Method and Apparatus for Smoothing Fundamental Frequency Discontinuities Across Synthesized Speech Segments

PublishedOctober 23, 2007

Assigneenot available in USPTO data we have

Technical Abstract

Patent Claims

32 claims

Legal claims defining the scope of protection, as filed with the USPTO.

1. A method of smoothing fundamental frequency discontinuities at boundaries of concatenated speech segments, each speech segment characterized by a segment fundamental frequency contour and including two or more frames, comprising: determining, for each speech segment, a beginning fundamental frequency value and an ending fundamental frequency value; adjusting the fundamental frequency contour of each of the speech segments according to a predetermined function calculated for each particular speech segment according to a coupled spring model, wherein parameters characterizing each predetermined function are selected according to the beginning fundamental frequency value and the ending fundamental frequency value of the corresponding speech segment.

2. A method according to claim 1 , wherein the predetermined function adjusts a slope associated with the speech segment.

3. A method according to claim 1 , wherein the predetermined function adjusts an offset associated with the speech segment.

4. A method according to claim 1 , wherein the predetermined function includes a linear function.

5. A method according to claim 1 , wherein the predetermined function calculated for each particular speech segment is dependent upon a length associated with the speech segment, such that the predetermined function adjusts longer segments more than shorter segments.

6. A method according to claim 1 , further including determining, for each speech segment one or more parameters selected from: (i) a total duration of the segment; (ii) a total duration of all voiced regions of the segment; (iii) a average value of the fundamental frequency contour over all voiced regions of the segment; (iv) a median value of the fundamental frequency contour over all voiced regions of the segment; and (v) a standard deviation of the fundamental frequency contour over the whole segment.
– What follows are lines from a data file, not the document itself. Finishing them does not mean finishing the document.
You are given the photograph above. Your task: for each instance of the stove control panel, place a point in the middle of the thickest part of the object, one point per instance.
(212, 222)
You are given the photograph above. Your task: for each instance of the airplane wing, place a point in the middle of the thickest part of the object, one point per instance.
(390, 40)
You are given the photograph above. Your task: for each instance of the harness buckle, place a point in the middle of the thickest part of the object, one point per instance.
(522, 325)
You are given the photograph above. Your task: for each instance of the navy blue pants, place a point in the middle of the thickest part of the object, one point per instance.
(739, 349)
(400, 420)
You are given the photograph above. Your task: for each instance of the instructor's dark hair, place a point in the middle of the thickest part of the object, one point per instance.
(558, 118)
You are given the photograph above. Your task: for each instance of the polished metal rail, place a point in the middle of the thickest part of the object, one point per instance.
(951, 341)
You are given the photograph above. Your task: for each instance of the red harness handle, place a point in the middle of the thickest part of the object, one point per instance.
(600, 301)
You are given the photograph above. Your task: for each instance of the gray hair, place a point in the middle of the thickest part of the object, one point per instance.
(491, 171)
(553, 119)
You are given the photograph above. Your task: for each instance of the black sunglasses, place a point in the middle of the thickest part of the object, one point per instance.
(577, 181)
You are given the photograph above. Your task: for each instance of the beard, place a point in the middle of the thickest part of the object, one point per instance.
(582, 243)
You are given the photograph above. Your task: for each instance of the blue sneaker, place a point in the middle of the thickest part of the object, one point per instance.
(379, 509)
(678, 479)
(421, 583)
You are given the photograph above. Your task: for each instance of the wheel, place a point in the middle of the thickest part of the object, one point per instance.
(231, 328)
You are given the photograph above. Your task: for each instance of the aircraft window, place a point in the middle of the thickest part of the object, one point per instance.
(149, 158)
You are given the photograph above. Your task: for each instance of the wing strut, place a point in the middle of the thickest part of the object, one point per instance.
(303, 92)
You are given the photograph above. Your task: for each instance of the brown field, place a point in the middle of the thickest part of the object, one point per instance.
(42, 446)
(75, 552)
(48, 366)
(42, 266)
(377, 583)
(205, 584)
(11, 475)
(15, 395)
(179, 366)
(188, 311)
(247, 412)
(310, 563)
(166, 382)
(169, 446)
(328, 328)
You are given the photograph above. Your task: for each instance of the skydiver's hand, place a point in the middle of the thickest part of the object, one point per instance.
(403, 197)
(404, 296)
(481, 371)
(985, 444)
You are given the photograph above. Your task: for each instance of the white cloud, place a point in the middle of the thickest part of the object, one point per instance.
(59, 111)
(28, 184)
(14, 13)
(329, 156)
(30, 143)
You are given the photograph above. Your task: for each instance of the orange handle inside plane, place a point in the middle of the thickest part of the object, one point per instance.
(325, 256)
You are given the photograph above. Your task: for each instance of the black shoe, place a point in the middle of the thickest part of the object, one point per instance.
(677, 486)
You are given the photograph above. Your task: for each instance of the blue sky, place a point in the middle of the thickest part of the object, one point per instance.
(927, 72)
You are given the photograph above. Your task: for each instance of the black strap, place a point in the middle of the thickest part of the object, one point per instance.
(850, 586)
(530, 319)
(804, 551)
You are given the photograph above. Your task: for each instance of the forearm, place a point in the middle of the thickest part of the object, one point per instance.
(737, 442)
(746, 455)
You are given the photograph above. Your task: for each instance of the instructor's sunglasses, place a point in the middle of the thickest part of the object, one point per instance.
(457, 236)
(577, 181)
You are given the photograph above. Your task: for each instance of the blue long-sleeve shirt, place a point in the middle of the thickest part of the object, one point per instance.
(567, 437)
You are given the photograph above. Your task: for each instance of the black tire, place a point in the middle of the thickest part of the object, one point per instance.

7. A method according to claim 6 , further including setting the determined median value of the fundamental frequency contour over all voiced regions of the segment to the average value of the fundamental frequency contour over all voiced regions of the segment if a number of fundamental frequency samples in the speech segment is less than a predetermined value.

8. A method according to claim 1 , further including examining a predetermined number of frames from a beginning point of each speech segment, and setting the beginning fundamental frequency value to a fundamental frequency value of the first frame if all fundamental frequency values of the predetermined number of frames from the beginning point of the speech segment are within a predetermined range.

9. A method according claim 1 , further including examining a predetermined number of frames from an ending point of each speech segment, and setting the ending fundamental frequency value to a fundamental frequency value of the last frame if all fundamental frequency values of the predetermined number of frames from the ending point of the speech segment are within a predetermined range.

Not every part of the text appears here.